- Born: October 24, 1911 Chadds Ford, Pennsylvania, U.S.
- Died: July 4, 1990 (aged 78) Glen Cove, Maine, U.S.
- Education: University of Pennsylvania
- Occupations: inventor, chemical engineer
- Spouses: ; Caroline Pyle ​ ​(m. 1937; died 1973)​ Jean Grady;
- Children: 8, including Howard Wyeth
- Parent: N. C. Wyeth

= Nathaniel Wyeth (inventor) =

American inventor, mechanical engineer

Nathaniel C. Wyeth (October 24, 1911 - July 4, 1990) was an American mechanical engineer and inventor. He is best known for creating a variant of polyethylene terephthalate that could withstand the pressure of carbonated liquids. Made of recyclable PET plastic, lighter than glass and virtually unbreakable, Wyeth's invention is used widely today for both carbonated and non-carbonated drinks.

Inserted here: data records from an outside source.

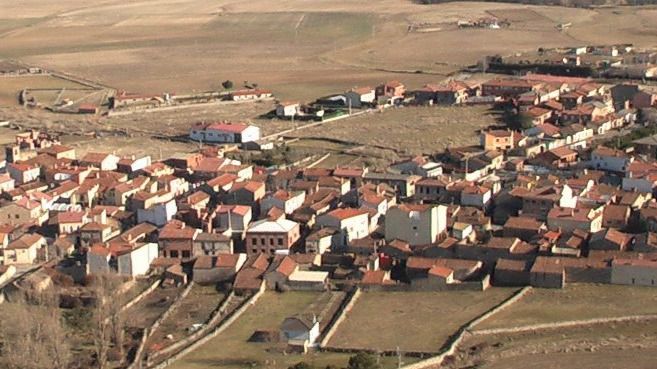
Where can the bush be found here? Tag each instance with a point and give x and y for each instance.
(363, 360)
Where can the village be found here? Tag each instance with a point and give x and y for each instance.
(557, 196)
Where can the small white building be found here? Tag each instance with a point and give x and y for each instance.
(353, 223)
(604, 158)
(284, 200)
(300, 331)
(288, 109)
(224, 133)
(158, 214)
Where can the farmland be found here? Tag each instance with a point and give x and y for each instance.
(385, 320)
(607, 346)
(425, 130)
(267, 314)
(299, 50)
(575, 302)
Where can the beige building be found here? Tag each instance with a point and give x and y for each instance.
(416, 224)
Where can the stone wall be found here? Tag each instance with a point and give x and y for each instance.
(222, 327)
(340, 316)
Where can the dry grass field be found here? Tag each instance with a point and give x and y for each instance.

==Early life and education==
Born in Asgard near Chadds Ford, he displayed an engineering talent throughout his youth. Wyeth held a bachelor's degree in mechanical engineering from the University of Pennsylvania. Wyeth is also known as the brother of painters Andrew Wyeth, Carolyn Wyeth, and Henriette Wyeth Hurd, the father of musician Howard Wyeth, and as the son of artist and illustrator N. C. Wyeth.

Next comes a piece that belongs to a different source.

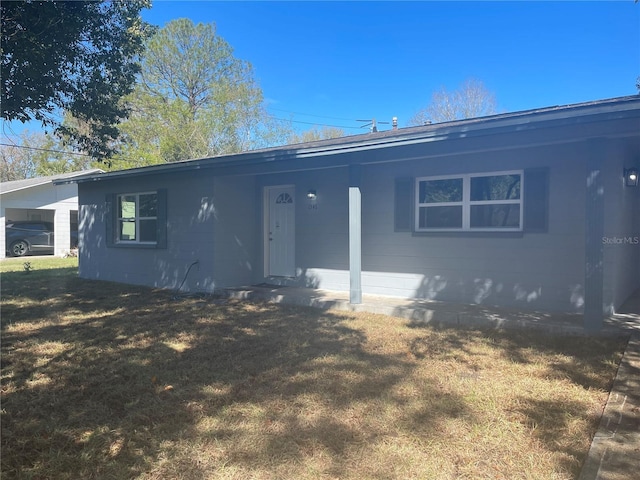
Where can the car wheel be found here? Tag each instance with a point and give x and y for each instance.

Wyeth often called himself "the other Wyeth" because N.C. and Andrew Wyeth were so well known.

==Career==
Nathaniel Wyeth joined DuPont in 1936 as a field engineer. By 1963 he was the company's first engineering fellow and when he retired in 1976, was DuPont's first senior engineering fellow, the company's highest technical position.

In 1967, he pondered whether soda (carbonated drinks) could be stored in plastic bottles. After experimenting with a plastic detergent bottle that proved incapable of withstanding the forces of pressurized liquids, he realized that a much stronger material would be required. He initially experimented with polypropylene, but ultimately settled on polyethylene terephthalate as the material and received the patent in 1973.

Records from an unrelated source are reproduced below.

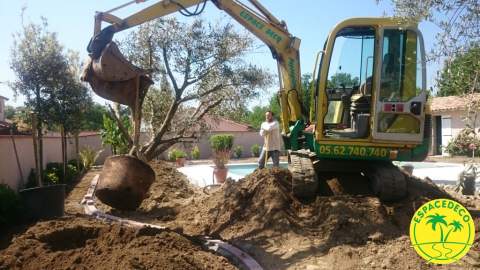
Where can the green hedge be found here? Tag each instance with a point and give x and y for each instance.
(11, 206)
(221, 142)
(53, 174)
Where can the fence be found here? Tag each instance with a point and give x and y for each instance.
(52, 152)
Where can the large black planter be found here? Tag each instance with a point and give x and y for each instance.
(44, 202)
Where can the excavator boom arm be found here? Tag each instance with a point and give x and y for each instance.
(284, 46)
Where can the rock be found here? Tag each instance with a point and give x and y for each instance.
(376, 237)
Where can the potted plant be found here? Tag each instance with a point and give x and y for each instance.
(255, 149)
(237, 151)
(195, 153)
(178, 156)
(222, 147)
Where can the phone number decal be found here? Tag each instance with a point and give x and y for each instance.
(346, 150)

Wyeth received the 1981 Society of Plastics Engineers international award for outstanding achievement, and was inducted into the Society of the Plastics Industry Hall of Fame in 1986. He was a fellow of the American Society of Mechanical Engineers.

Wyeth was the first person named senior engineering fellow at DuPont, the company's highest technical position. Nathaniel invented or co-invented twenty-five products. In 1990, Wyeth was award DuPont's Lavoisier Award for Technical Achievement.

Wyeth's other innovations included improvements to manufacturing process, plastics, textiles, electronics and mechanical devices.

== Personal life ==
He married Caroline Pyle (Howard Pyle's niece) in 1937. Local residents were inclined to think Caroline and Wyeth's father, N. C. Wyeth, carried on a relationship, though biographer David Michaelis found little evidence to suggest it. Caroline died in 1973 and in 1984 Wyeth married Jean Grady.

Wyeth and Caroline had six sons and two daughters. Their oldest child, Katharine Pyle Wyeth, was born in 1938 but only lived a few hours. Biographer David Michaelis wrote that she was delivered during a forceps delivery and cited that as the cause of her death. Newell, their oldest son, died in 1945 alongside his grandfather, N.C. Wyeth (Wyeth's father), when their car stalled on a railroad crossing near their home and they were struck by a milk train.